THE BBC's conduct, too, has been awkward, to put it mildly. First it needlessly dragged on the controversy over the identity of the source, even after it had become the worst-kept secret; it admitted it only after Kelly's death. But more seriously, holes have appeared in its controversial May 29 report, which, it seems, was factually wrong on crucial points - particularly in relation to the inclusion of the 45-minute bit. Now it appears that it was Gilligan who might have "sexed up" his report. Kelly, in his deposition before the MPs committee, had made it clear that he did not recognise the remarks attributed to him. Yet the BBC refused to accept that it got it wrong - a situation that has raised questions about its credibility and the quality of its journalism.
There are questions to be answered by both sides, and a judicial inquiry chaired by a senior law lord, Lord Hutton, is to look into the circumstances surrounding Kelly's death. But there is pressure on Blair to broaden the scope of the inquiry so as to include the wider and crucial issue of the alleged abuse of intelligence by his government for political purposes. After all, that is what the Kelly affair is all about.
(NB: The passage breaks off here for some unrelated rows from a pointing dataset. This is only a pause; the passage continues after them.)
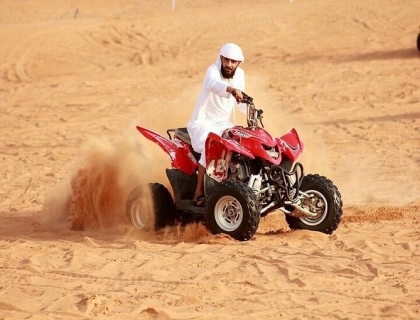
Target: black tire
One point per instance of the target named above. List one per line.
(328, 203)
(418, 42)
(163, 205)
(233, 209)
For all the criticism of the BBC, the affair has been more damaging for the government. Roy Hattersley, a former deputy chairman of the Labour Party, said it had been a "disaster" for Blair. According to a poll taken at the height of the controversy, nearly two-thirds of the respondents believed that the Blair government had "lost control" and was at the "mercy of events". For a government which once took pride in its ability to "control" and became famous for "control freakery", this is clearly bad news.